Summary
In the third stanza, the speaker departs from realtime descriptions and moves into the territory of the imagination. Now, the speaker imagines what the residents do when they enter their houses. The speaker describes their movements as soft and slow, "touched by that everlasting gold." The speaker says that when they go back into their homes, they make themselves tea. The speaker describes the tea by describing what it is not, which is cheap. The description of the tea in terms of its opposite leads the reader to conclude that Beverly residents drink only the finest of teas.
Analysis
In the speaker's eyes, the life led by residents of Beverly takes on a luxurious, almost liquid quality. They don't simply walk, they flow. Their movements are "touched by that everlasting gold," meaning that their wealth is evident in ways they can't even control. They wear their wealth on their sleeves; it's telegraphed in their gait, in the way they walk through their front doors and survey their front lawns.

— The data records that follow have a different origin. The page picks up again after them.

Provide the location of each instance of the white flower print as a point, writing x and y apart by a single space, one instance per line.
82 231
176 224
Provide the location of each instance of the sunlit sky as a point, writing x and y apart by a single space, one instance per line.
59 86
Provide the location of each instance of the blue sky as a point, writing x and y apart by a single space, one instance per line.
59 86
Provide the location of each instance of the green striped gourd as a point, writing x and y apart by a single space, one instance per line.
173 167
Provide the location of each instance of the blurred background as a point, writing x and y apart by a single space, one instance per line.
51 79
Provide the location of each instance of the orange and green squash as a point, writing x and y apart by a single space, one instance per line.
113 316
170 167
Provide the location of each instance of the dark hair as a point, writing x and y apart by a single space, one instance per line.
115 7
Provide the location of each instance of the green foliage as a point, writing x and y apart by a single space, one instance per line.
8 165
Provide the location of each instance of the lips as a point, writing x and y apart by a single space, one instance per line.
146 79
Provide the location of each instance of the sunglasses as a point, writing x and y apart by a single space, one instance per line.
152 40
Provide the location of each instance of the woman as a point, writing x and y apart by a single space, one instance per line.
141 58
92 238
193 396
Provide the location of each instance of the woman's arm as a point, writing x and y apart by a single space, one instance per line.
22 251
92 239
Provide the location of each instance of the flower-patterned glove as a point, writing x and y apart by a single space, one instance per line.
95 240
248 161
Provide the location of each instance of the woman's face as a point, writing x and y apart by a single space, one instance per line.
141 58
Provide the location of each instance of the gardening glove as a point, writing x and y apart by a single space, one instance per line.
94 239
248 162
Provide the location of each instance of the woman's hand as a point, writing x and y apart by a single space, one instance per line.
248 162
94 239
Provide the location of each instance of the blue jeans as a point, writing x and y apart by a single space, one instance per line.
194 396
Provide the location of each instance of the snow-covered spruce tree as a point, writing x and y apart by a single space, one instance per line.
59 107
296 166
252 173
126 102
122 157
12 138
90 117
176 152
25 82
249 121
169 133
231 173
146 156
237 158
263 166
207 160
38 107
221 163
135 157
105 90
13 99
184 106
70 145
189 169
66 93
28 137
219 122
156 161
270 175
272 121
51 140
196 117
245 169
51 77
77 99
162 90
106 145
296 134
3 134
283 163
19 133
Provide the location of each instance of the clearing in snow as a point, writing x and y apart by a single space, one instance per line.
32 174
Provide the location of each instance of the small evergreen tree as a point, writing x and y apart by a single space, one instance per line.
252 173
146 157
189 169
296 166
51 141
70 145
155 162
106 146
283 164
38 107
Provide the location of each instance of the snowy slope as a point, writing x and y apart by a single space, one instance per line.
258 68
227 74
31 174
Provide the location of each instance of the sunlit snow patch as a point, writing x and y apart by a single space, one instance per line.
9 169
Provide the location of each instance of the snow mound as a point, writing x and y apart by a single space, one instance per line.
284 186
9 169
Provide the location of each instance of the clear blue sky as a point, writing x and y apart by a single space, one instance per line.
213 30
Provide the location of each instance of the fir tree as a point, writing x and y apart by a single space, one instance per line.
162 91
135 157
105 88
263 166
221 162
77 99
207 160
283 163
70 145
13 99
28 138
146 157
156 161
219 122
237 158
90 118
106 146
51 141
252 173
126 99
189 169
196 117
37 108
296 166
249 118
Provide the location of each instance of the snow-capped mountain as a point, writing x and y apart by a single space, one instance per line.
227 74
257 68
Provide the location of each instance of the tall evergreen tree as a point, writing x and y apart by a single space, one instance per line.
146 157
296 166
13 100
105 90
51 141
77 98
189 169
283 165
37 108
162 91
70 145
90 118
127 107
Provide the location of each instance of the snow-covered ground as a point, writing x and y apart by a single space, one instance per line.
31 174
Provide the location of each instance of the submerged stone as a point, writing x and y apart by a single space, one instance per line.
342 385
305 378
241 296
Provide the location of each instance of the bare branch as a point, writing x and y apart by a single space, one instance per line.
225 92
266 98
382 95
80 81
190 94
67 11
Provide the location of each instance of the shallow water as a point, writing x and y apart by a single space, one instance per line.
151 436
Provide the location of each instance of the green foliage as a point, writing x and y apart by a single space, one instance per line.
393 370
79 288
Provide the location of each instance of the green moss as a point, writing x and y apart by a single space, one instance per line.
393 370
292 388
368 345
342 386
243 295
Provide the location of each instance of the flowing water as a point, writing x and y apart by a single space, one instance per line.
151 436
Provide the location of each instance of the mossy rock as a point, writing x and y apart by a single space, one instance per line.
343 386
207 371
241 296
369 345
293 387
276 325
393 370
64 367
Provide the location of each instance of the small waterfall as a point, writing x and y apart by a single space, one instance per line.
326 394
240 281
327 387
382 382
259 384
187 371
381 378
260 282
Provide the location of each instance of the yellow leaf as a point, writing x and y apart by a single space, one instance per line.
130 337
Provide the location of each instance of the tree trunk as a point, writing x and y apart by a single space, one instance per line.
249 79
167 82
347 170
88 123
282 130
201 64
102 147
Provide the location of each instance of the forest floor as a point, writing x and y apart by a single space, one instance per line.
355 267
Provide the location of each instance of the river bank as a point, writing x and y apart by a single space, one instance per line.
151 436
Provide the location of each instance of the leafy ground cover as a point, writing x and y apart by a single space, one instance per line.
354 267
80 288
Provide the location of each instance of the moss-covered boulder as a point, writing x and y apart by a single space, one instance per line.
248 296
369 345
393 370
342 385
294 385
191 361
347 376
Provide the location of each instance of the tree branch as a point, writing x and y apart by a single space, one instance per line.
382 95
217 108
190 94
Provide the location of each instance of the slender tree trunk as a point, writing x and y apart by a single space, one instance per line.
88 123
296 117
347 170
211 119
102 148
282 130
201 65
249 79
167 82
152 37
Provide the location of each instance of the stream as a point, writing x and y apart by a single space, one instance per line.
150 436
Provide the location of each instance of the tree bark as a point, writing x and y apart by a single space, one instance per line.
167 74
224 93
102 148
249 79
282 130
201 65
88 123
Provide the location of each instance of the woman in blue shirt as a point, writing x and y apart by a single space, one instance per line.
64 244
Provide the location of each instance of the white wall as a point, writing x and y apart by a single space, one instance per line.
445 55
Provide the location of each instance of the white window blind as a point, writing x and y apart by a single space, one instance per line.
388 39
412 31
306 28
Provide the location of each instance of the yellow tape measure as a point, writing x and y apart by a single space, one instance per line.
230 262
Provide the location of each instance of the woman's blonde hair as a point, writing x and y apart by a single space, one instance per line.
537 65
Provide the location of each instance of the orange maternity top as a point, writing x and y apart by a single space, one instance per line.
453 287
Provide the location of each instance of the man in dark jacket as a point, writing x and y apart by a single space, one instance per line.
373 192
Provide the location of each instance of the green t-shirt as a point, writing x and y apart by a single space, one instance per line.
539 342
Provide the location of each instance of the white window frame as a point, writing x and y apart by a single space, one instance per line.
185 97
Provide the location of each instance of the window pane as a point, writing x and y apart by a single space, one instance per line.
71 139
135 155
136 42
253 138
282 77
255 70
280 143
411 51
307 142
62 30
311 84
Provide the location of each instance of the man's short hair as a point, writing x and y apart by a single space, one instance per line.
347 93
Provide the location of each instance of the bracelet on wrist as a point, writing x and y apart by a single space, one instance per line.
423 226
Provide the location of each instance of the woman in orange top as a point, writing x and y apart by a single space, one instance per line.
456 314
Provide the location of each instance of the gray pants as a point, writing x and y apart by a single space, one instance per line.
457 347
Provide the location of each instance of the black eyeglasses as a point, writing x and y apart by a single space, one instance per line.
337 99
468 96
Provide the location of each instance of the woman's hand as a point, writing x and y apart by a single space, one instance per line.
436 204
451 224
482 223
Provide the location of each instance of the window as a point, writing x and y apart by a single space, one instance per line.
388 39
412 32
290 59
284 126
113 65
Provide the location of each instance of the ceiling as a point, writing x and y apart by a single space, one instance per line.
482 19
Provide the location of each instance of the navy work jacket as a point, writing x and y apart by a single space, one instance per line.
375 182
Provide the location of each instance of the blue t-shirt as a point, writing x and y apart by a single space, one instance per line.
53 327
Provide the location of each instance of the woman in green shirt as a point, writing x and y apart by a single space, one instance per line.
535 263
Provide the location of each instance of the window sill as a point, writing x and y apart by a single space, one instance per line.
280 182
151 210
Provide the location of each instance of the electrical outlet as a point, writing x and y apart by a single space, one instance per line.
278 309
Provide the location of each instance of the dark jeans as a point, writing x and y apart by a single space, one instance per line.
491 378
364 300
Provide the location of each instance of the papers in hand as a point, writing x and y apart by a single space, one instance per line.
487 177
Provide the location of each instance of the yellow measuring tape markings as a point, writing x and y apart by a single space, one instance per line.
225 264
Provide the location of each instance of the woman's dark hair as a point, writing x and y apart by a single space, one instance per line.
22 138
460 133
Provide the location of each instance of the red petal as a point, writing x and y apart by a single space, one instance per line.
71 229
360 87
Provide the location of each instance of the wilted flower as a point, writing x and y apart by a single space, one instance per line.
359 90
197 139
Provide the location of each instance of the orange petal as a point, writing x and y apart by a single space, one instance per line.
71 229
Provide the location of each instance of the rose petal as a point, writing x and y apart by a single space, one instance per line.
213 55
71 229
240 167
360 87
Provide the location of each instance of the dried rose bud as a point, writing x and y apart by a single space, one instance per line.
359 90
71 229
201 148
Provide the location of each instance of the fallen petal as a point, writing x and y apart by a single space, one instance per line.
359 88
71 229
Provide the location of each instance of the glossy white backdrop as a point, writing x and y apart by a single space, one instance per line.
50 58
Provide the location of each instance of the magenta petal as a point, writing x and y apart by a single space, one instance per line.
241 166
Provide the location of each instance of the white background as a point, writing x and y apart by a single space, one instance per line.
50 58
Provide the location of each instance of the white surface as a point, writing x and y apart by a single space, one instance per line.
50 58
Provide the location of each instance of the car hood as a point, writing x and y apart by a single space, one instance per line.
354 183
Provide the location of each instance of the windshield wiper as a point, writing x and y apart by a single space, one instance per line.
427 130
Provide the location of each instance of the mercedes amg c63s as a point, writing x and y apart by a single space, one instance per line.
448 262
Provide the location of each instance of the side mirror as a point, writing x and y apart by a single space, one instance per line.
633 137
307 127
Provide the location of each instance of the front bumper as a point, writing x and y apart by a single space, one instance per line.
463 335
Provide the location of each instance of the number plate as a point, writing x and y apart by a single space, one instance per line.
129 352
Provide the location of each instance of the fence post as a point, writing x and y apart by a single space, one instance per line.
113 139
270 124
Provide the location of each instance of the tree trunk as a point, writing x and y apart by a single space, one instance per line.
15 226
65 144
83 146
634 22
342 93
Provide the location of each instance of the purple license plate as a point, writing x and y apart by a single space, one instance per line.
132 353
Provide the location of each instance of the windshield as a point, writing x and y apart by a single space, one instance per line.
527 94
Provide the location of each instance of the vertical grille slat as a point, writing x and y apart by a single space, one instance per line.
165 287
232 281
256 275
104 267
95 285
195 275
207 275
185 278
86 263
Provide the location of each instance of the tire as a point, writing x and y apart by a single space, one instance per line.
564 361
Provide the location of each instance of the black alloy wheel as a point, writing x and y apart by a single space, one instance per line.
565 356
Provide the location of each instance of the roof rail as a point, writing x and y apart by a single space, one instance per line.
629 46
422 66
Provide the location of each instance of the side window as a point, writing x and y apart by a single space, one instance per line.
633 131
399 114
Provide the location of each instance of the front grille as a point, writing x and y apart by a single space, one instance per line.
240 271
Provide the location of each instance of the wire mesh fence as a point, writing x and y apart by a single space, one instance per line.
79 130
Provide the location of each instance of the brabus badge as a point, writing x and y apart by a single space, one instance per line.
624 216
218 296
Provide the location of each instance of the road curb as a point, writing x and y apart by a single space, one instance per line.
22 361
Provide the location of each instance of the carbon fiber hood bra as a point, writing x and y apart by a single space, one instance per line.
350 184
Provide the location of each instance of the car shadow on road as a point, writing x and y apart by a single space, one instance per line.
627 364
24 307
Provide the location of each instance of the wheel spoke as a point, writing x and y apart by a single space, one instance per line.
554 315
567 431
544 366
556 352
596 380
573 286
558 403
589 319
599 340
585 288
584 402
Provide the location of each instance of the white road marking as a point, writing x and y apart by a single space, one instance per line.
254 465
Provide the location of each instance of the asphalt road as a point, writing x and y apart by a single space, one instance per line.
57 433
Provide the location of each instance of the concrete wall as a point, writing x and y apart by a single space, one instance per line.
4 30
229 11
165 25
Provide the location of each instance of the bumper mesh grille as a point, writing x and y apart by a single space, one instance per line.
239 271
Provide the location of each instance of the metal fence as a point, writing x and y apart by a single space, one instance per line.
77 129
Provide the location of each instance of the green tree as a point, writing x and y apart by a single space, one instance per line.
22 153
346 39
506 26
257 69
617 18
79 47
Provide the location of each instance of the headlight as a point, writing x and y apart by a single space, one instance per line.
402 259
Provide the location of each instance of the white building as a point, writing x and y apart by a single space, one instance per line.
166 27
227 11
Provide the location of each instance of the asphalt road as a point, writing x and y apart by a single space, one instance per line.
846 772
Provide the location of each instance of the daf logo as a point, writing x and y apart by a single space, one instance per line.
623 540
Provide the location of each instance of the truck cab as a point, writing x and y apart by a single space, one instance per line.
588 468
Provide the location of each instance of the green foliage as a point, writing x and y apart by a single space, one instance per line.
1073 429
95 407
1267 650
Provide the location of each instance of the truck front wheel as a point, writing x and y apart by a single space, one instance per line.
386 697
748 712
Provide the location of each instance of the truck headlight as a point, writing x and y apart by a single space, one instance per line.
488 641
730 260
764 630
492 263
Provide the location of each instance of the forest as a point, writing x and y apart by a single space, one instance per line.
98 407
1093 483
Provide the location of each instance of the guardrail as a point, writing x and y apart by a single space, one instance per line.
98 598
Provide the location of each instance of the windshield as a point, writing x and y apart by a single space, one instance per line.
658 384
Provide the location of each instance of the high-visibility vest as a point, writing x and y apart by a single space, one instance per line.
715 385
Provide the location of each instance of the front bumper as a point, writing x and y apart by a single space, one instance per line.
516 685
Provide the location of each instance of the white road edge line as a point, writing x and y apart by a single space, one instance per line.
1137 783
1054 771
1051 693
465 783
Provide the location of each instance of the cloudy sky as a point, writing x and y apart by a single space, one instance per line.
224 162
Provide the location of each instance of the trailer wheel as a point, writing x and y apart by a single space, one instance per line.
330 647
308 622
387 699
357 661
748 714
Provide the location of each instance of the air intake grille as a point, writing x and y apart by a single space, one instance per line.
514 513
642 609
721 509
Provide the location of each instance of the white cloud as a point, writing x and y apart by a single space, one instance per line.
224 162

The speaker describes the tea they make in Beverly in terms of what it isn't. Tea, for Beverly residents, "does not mean / They will throw some little black dots into some water and add sugar and the juice of the cheapest lemons that are sold." This tells the reader how tea is made in the speaker's house, and by extension how tea is experienced for working-class people. There is a casualness and cheapness about the tea that the speaker describes; it is modest tea, using the affordable, available resources. It implies that tea for Beverly residents, by contrast, involves fine ingredients, expensive citrus, and choice teas. This stanza begins a more overt comparison between Beverly Hills and Bronzeville, or more generally, working-class neighborhoods in the U.S.